Tuesday, April 22, 2014

Happy Earth Day

Environmental Cartoon from 1938 issue of the Rotarian
Sometimes I get a kick out of what we think of as new. Take Earth Day as an example. The Earth Day Network marks April 22, 1970 as the beginning of the movement, stating "Earth Day 1970 capitalized on the emerging consciousness, channeling the energy of the anti-war protest movement and putting environmental concerns front and center." It all sounds good, I mean more and more of us don't actually remember the 70's so we're prone to take the word of 'official' sources to tell us what happened and to read that information as historic rather than the opinion (informed or otherwise) it really is. The problem happens when the facts get in the way. 

June 1948 saw the first piece of legislation to lay down federal regulation of water quality, the Federal Water Pollution Control Act, passed by Congress.  The years between 1948 and 1970 would see the government playing a larger role, imposing regulations to control automotive emissions, protect endangered species, and Environmental Impact Statements for Federal legislation.

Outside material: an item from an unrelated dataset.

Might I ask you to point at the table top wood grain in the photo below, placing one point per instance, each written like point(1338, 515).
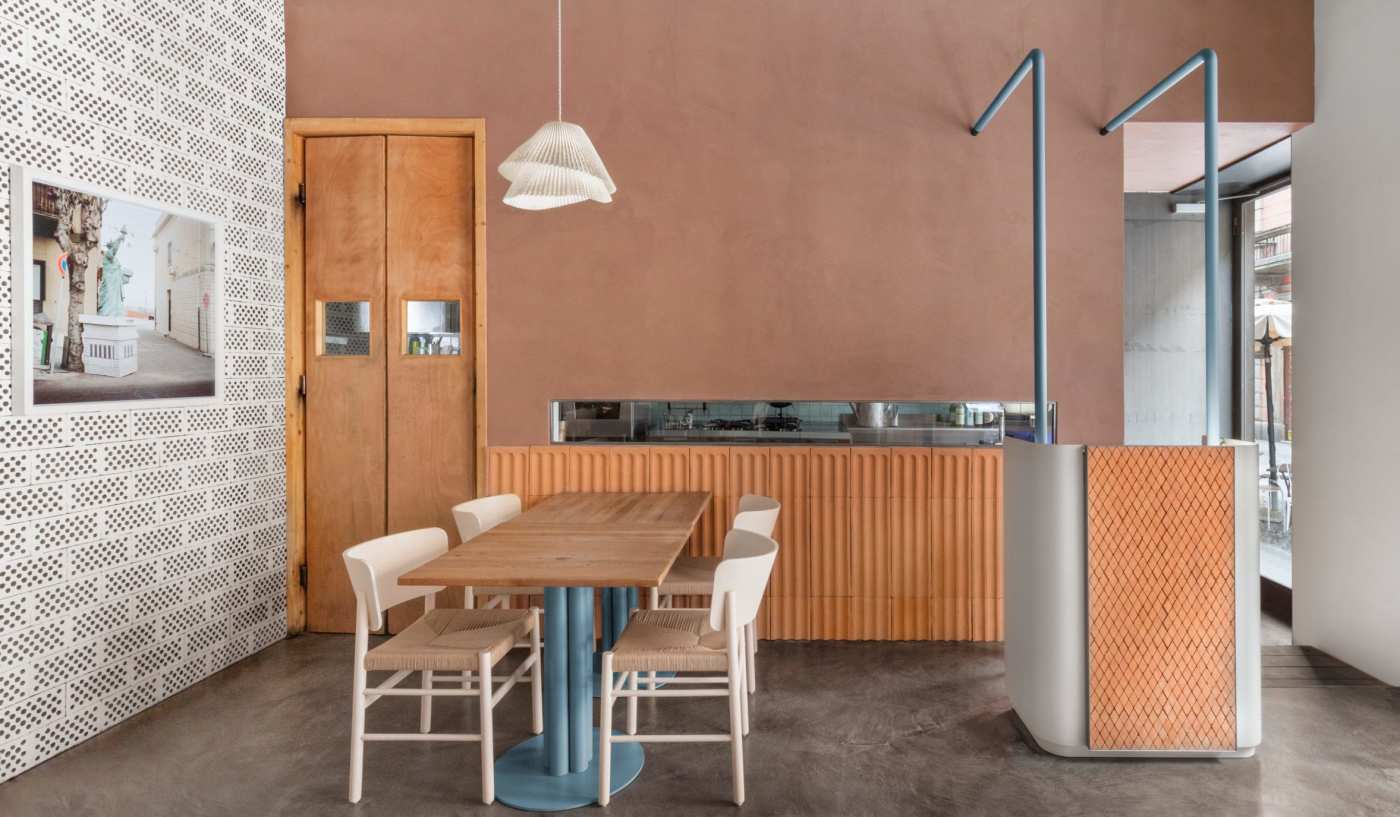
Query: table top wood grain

But even the landmark FWPCA wasn’t the beginning of awareness of the value and importance of nature. 

As early as 1864 California was setting aside park land in the Yosemite Valley. This action came, in part, as a response to Frederick Law Olmstead’s suppressed manifesto calling for greater protection of Yosemite and the growing realization that America’s wild spaces were an asset worth protecting. In 1872 Ulysses S. Grant signed a bill creating Yellowstone as the country’s first national park and by 1890 Yosemite would join Yellowstone in lands set aside as protected natural spaces. 

Surely, none of these facts change the dire state of the planet we’re facing today. To survive, we must give up the convenient ignorance that makes the damage we do on a daily basis acceptable. By becoming more educated about the environment and how we can improve it and that not only applies to understanding how our habits and choices impact the planet, it also means understanding our whole history. It means avoiding seeing the generations which preceded ours as all bad or all good and merely seeing them as all human. 

Happy Earth Day to everyone. Go out and help the planet, do a good deed, and learn something that will change your life and the lives of all those who will come after you. It’s the least you can do.